I am having a really hard time understanding 3D arrays. I can’t wrap my head around this image:

I can understand 2D arrays, but not this. And then we have the training set that says

Remember that `train_set_x_orig`

is a numpy-array of shape (m_train, num_px, num_px, 3).

So the shape is (209, 64, 64, 3). This means it’s 209 rows of arrays that are 64x64? I just can’t, I am trying to understand this all day and I just can’t grasp it.

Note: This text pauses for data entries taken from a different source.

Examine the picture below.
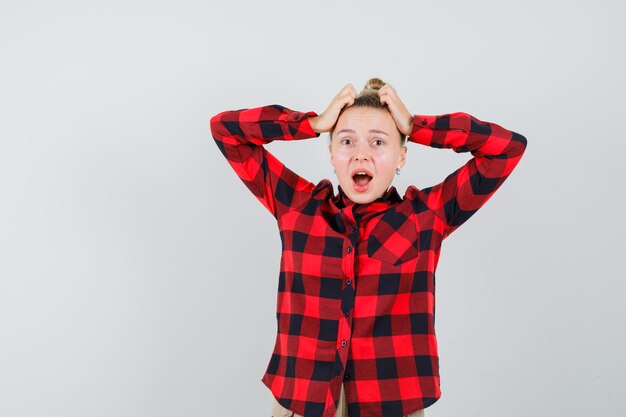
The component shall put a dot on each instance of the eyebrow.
(371, 131)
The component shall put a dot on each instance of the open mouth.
(361, 180)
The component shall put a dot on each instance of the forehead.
(365, 118)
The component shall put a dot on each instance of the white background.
(138, 275)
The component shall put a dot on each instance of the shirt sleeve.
(240, 136)
(496, 151)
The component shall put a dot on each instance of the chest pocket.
(394, 239)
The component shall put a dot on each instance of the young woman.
(356, 289)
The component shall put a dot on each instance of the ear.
(402, 158)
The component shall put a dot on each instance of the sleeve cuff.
(300, 125)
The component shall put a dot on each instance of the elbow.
(519, 142)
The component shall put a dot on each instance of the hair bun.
(374, 84)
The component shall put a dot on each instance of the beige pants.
(342, 409)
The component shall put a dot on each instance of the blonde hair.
(368, 97)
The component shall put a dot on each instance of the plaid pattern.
(356, 289)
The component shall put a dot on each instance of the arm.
(496, 151)
(240, 136)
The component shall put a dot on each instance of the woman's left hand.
(399, 112)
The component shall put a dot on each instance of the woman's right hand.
(325, 121)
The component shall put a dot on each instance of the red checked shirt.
(356, 289)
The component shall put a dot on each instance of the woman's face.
(366, 140)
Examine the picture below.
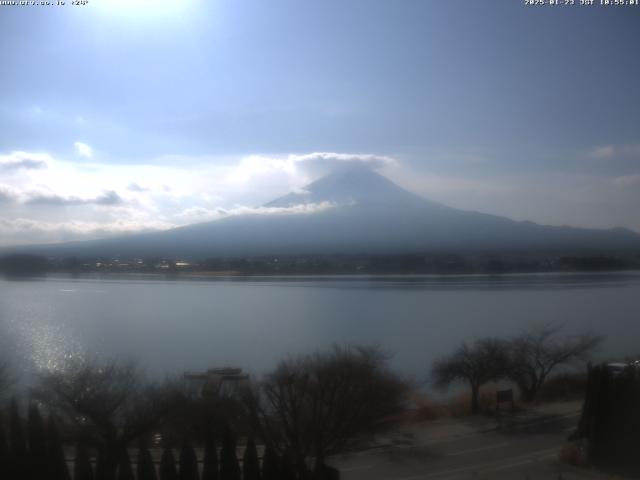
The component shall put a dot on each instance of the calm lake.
(252, 322)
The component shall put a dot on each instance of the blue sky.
(122, 116)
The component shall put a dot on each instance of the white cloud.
(83, 149)
(202, 213)
(608, 152)
(25, 230)
(628, 181)
(605, 152)
(23, 160)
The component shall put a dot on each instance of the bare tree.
(536, 353)
(483, 362)
(109, 402)
(322, 404)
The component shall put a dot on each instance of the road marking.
(353, 469)
(480, 449)
(521, 462)
(488, 465)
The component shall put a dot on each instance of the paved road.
(517, 448)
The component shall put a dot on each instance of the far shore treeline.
(426, 263)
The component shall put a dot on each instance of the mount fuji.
(353, 211)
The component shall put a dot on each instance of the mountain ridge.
(366, 213)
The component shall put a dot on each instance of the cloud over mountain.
(106, 199)
(23, 160)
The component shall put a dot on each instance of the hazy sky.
(125, 115)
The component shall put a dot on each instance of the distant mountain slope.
(363, 212)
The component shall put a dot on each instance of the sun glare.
(143, 9)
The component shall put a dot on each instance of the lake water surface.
(252, 322)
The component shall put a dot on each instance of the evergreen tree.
(125, 472)
(287, 470)
(270, 468)
(168, 466)
(18, 454)
(146, 470)
(82, 469)
(229, 468)
(104, 467)
(210, 466)
(250, 462)
(55, 452)
(36, 434)
(188, 463)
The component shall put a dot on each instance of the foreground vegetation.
(308, 408)
(287, 423)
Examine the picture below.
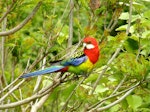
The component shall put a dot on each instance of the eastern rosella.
(80, 65)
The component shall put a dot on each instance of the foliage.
(46, 35)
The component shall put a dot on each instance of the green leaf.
(101, 89)
(124, 28)
(134, 101)
(124, 16)
(131, 45)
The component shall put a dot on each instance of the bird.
(79, 65)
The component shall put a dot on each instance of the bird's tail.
(45, 71)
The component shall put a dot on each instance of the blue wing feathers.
(63, 64)
(41, 72)
(74, 61)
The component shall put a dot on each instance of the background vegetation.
(34, 33)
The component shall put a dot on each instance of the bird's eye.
(89, 42)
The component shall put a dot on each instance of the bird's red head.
(91, 49)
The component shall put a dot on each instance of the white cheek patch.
(90, 46)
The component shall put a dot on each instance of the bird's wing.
(74, 61)
(41, 72)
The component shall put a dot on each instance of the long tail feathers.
(45, 71)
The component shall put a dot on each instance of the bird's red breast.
(91, 49)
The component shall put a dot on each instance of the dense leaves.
(124, 63)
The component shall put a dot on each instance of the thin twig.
(65, 105)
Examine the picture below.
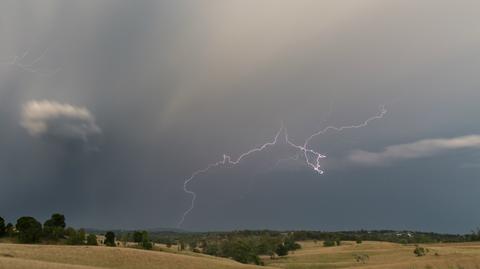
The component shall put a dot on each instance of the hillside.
(381, 255)
(17, 256)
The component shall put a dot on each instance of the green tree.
(92, 240)
(109, 239)
(328, 243)
(29, 230)
(291, 245)
(9, 229)
(281, 250)
(54, 228)
(2, 227)
(57, 220)
(137, 236)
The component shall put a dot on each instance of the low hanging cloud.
(417, 149)
(49, 118)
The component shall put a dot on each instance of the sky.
(108, 107)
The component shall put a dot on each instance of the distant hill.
(20, 256)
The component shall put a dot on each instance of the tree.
(9, 229)
(92, 240)
(291, 245)
(57, 220)
(281, 250)
(29, 230)
(2, 227)
(54, 228)
(109, 239)
(328, 243)
(420, 251)
(137, 236)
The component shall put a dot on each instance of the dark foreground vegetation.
(243, 246)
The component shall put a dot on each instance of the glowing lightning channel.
(315, 165)
(17, 61)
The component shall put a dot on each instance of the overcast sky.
(107, 107)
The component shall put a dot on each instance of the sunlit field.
(380, 255)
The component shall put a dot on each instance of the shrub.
(109, 239)
(2, 227)
(29, 230)
(281, 250)
(419, 251)
(92, 240)
(147, 245)
(328, 243)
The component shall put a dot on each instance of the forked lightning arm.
(312, 158)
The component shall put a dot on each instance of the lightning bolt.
(18, 62)
(311, 157)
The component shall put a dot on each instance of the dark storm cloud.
(173, 85)
(50, 118)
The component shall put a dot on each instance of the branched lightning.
(18, 62)
(312, 158)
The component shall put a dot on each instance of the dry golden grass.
(311, 256)
(381, 255)
(17, 256)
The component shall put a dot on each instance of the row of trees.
(243, 246)
(29, 230)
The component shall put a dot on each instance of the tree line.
(28, 230)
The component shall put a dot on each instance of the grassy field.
(381, 255)
(17, 256)
(311, 256)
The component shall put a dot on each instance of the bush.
(147, 245)
(53, 228)
(419, 251)
(109, 239)
(29, 230)
(2, 227)
(281, 250)
(75, 237)
(328, 243)
(92, 240)
(9, 229)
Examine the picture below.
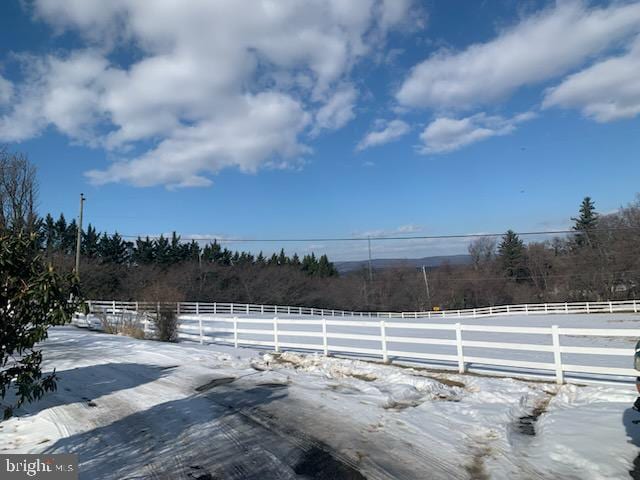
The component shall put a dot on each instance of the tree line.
(59, 237)
(598, 260)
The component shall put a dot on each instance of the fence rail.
(388, 337)
(279, 333)
(217, 308)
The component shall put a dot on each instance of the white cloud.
(6, 91)
(448, 134)
(541, 47)
(212, 85)
(384, 132)
(401, 230)
(274, 121)
(606, 91)
(337, 111)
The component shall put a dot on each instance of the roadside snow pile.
(140, 409)
(401, 389)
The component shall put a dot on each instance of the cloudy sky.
(324, 118)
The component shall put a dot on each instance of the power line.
(364, 239)
(564, 275)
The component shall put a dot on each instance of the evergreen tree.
(309, 264)
(70, 238)
(60, 232)
(585, 223)
(162, 250)
(114, 249)
(325, 267)
(225, 257)
(49, 234)
(193, 251)
(144, 251)
(282, 258)
(90, 239)
(511, 254)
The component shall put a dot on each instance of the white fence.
(277, 333)
(319, 330)
(215, 308)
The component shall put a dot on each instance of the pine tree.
(585, 223)
(282, 258)
(325, 267)
(70, 238)
(144, 251)
(90, 238)
(511, 253)
(60, 232)
(309, 264)
(49, 234)
(162, 249)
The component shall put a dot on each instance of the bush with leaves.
(33, 297)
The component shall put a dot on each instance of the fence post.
(275, 334)
(325, 341)
(461, 368)
(557, 355)
(235, 332)
(383, 341)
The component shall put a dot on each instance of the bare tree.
(18, 191)
(482, 250)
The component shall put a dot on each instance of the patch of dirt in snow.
(215, 383)
(320, 464)
(526, 423)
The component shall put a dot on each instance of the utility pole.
(370, 269)
(426, 284)
(79, 238)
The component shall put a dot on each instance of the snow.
(183, 410)
(214, 328)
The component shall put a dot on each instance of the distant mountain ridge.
(381, 263)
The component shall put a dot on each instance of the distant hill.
(380, 263)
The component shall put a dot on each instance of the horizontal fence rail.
(217, 308)
(390, 338)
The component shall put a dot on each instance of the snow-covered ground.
(144, 409)
(216, 329)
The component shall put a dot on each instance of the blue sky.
(324, 119)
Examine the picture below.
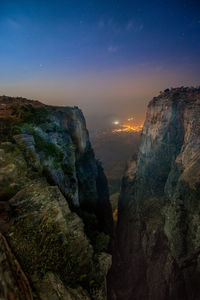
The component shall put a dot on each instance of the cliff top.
(179, 94)
(8, 106)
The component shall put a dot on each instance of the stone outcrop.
(54, 200)
(158, 232)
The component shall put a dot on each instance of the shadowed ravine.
(56, 222)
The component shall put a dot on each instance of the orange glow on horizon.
(129, 128)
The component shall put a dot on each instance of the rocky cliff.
(158, 234)
(54, 204)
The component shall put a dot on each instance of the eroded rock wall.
(157, 247)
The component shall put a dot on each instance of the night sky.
(107, 57)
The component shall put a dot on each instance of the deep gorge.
(56, 218)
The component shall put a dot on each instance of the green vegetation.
(45, 248)
(27, 113)
(53, 153)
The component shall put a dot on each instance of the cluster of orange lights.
(127, 127)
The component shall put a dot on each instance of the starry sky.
(108, 57)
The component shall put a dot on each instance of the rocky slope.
(54, 203)
(158, 244)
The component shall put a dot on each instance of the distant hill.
(113, 150)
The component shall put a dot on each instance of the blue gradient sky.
(108, 57)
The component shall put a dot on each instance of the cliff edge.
(158, 233)
(54, 202)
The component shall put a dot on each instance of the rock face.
(158, 234)
(54, 201)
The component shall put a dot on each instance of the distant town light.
(116, 122)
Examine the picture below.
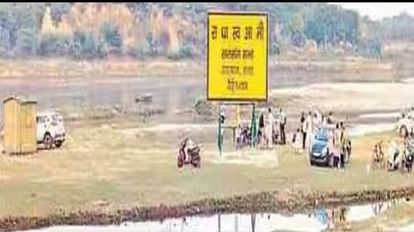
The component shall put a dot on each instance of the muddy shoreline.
(278, 202)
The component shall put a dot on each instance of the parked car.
(405, 123)
(50, 129)
(319, 154)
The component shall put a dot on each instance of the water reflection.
(319, 220)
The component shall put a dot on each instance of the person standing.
(309, 130)
(282, 126)
(261, 128)
(269, 128)
(303, 129)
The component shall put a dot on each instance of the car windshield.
(322, 135)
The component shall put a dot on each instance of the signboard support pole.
(254, 126)
(220, 131)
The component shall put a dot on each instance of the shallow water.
(391, 115)
(265, 222)
(363, 129)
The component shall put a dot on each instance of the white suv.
(50, 129)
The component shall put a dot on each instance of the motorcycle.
(194, 159)
(409, 157)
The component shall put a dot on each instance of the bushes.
(85, 46)
(54, 45)
(111, 37)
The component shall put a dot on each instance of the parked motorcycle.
(194, 156)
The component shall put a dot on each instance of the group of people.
(311, 124)
(272, 129)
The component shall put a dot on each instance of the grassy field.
(115, 168)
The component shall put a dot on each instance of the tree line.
(290, 25)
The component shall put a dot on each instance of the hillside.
(178, 30)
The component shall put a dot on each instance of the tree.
(111, 36)
(26, 42)
(53, 45)
(58, 10)
(85, 46)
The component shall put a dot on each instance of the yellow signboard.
(237, 56)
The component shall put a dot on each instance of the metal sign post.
(237, 62)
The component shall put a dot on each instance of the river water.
(318, 220)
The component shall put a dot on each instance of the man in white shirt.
(282, 124)
(269, 128)
(309, 128)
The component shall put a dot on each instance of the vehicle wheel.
(58, 144)
(48, 141)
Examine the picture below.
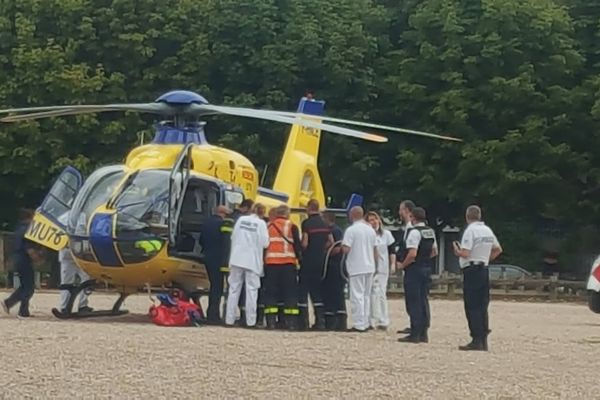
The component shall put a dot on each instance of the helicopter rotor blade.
(58, 111)
(370, 125)
(270, 116)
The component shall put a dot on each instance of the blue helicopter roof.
(181, 97)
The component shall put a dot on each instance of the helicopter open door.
(48, 226)
(178, 182)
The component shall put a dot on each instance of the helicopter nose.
(181, 97)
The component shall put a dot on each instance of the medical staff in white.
(478, 247)
(249, 239)
(361, 258)
(69, 271)
(384, 242)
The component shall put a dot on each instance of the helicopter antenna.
(262, 179)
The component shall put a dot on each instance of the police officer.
(478, 247)
(25, 254)
(214, 239)
(316, 238)
(405, 211)
(417, 266)
(333, 285)
(280, 270)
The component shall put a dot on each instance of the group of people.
(273, 268)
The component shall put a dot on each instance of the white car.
(594, 287)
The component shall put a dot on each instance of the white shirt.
(414, 237)
(360, 238)
(407, 226)
(248, 241)
(479, 239)
(383, 257)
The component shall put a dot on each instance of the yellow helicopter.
(135, 225)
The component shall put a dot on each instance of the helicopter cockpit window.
(143, 203)
(233, 199)
(96, 190)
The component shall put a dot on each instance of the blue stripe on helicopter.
(312, 107)
(102, 242)
(171, 135)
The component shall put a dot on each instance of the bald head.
(473, 214)
(222, 211)
(356, 213)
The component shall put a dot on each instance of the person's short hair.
(247, 203)
(25, 214)
(408, 204)
(419, 214)
(260, 209)
(473, 213)
(282, 211)
(329, 216)
(313, 205)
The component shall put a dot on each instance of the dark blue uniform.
(311, 272)
(333, 287)
(417, 278)
(24, 267)
(215, 241)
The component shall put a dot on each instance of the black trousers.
(417, 280)
(333, 291)
(280, 284)
(25, 291)
(216, 278)
(476, 294)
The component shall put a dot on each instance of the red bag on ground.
(174, 312)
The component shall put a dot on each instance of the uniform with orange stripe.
(280, 270)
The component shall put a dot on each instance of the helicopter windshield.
(96, 190)
(143, 202)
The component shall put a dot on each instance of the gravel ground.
(537, 351)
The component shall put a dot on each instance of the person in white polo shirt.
(478, 247)
(249, 239)
(359, 244)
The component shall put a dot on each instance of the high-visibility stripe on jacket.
(280, 250)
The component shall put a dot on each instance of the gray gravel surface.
(537, 351)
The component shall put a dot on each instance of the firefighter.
(316, 239)
(214, 239)
(280, 269)
(334, 283)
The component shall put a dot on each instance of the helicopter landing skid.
(90, 314)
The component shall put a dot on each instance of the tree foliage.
(516, 79)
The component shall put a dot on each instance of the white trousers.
(379, 306)
(237, 277)
(360, 300)
(68, 272)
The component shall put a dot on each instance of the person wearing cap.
(214, 240)
(417, 266)
(477, 248)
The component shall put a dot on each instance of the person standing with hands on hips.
(478, 247)
(359, 243)
(385, 251)
(417, 266)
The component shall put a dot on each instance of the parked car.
(505, 271)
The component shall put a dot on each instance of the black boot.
(271, 321)
(291, 322)
(477, 344)
(260, 316)
(303, 319)
(341, 322)
(330, 322)
(424, 337)
(319, 319)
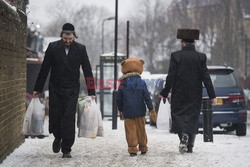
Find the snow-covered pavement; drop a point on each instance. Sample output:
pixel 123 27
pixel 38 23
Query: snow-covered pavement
pixel 111 150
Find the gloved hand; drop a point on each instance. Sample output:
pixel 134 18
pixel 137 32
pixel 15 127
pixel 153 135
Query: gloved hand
pixel 121 116
pixel 152 115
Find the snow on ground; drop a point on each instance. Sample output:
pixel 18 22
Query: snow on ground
pixel 111 150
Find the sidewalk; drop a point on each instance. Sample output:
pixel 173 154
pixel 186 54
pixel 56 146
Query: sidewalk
pixel 111 151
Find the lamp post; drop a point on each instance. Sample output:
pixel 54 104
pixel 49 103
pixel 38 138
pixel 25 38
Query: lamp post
pixel 109 18
pixel 114 108
pixel 246 57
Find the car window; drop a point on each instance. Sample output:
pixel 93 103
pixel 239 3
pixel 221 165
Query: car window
pixel 223 78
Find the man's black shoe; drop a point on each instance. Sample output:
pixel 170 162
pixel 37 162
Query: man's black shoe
pixel 56 146
pixel 67 155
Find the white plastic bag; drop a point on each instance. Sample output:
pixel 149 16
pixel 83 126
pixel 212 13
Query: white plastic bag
pixel 34 118
pixel 80 107
pixel 163 116
pixel 90 121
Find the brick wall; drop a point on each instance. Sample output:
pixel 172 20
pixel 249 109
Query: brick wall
pixel 12 78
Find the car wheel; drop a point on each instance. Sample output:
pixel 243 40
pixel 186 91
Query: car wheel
pixel 241 129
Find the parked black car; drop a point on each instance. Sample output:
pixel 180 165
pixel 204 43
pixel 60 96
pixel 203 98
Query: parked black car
pixel 230 112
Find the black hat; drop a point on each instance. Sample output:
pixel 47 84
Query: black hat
pixel 188 34
pixel 68 27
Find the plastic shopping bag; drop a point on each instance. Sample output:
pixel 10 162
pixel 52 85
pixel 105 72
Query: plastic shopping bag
pixel 80 107
pixel 90 121
pixel 163 116
pixel 34 118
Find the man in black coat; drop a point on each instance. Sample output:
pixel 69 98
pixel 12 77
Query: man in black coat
pixel 186 73
pixel 63 59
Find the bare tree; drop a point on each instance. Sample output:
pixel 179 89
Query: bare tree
pixel 149 31
pixel 219 22
pixel 87 21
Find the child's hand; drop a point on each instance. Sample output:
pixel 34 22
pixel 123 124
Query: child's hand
pixel 121 116
pixel 152 114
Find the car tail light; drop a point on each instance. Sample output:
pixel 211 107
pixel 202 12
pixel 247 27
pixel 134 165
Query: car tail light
pixel 235 99
pixel 159 97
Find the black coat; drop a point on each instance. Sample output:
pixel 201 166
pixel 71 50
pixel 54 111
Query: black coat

train_set_x_orig.reshape(train_set_x_orig.shape[0], -1).T

Also, this line doesn’t make sense to me. The shape of our train_set_x_orig is (209, 64, 64, 3). So we are reshaping this to have 209 rows, -1? What’s -1?

I feel a bit lost.

1 Like

Yes, it’s pretty tricky to make the jump from 2D arrays to 4D arrays. You can take it one step at a time:

For a single image, it is a 3D array. In our case the images are 64 x 64 x 3, which means you can think of it as 64 x 64 pixels and at each location, you have 3 color values RGB that give you the exact color of the pixel at that location. So it’s 64 x 64 positions with 3 values at each point. Or think of it as three layers stacked behind each other that are 64 x 64: the red picture, the green picture and the blue picture.

Now when you take the next step up and handle multiple images at in a batch, what we do is add the first dimension for the “samples”. The number of samples m = 209 in this case, so think of it as 209 images in a list, each of which has 64 x 64 pixels and at each pixel location you have 3 color values. So it’s 209 x 64 x 64 x 3.

Now when we “unroll” or “flatten” the 4D array into a 2D array so that we can feed it to our neural network, we need to be careful how we do that. Here’s a thread which explains that process in detail.

3 Likes

So if I understood this correctly, this is my training set? Test set is the same with fewer examples.

2 Likes

Yes, the test set has different images, but they are the same size and shape. There are 50 images in the test set and 209 in the training set.

1 Like